Benefits of Straight Sets with Sub-Maximal Weights?

No, he doesn’t. He gets paid to train them in MMA. This poster is way off.

He has a ton of articles about strength and conditioning for MMA. You can easily google “firas zahabi strength and conditioning” and find it.

Incorrect. He’s one of the head coaches at Tristar Gym, and is an MMA coach. That’s different than a S&C coach. Guys like GSP have a different coach/coaches handling their S&C. Firas’ goal is specifically to coach fighters on their fight game, not get them stronger.

EDIT: He might be able to look at a fighter and realize that conditioning is a weakness, or that their muscular endurance is limiting them, but his primary goal isn’t to program these things, it’s to see the problem as a coach and find a way to fix it, which will generally be getting a dedicated S&C coach to work with the athlete.

I don’t discount his view when it comes to the basics of strength-skill, which can be useful for athletes (S&C is/should be GPP for athletes such as fighters), but that interview doesn’t pertain to this thread.

He is very involved in the strength and conditioning of those athletes. Like I said, google it and you will find a lot of articles and videos. I think you are getting too hung up on his official title vs the philosophy, which has been proven abroad.

Who cares? His focus is fighting and has stated many times that he prefers sub max training so as to not interfere with BJJ and skills training. I would not look to him when the goal is hypertrophy.

2 Likes

I’m fully aware. He still is not an MMA S&C coach.

His title directly relates to his philosophy, so you shouldn’t remove one from the other.

Go back and watch the video again, and realize that everything he’s saying is in reference to athletes, so as to not let weights interfere with their skills training.

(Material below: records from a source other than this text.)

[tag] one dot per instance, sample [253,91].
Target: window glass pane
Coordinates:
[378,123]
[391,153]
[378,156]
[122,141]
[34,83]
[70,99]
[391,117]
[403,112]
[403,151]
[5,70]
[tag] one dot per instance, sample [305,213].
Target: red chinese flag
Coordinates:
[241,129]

You can’t take one snippet from that whole conversation out of context and claim something else.

Even Pavel, who’s a huge advocate for sub-max training and espouses the same advice as Firas here, states that slow reps to failure are needed for hypertrophy.

Also, keep in mind Firas is dealing with athletes who compete in weight classes. Now, ask him about weight training with regard to a fighter who wants to move up a weight class and maybe he says something different about failure.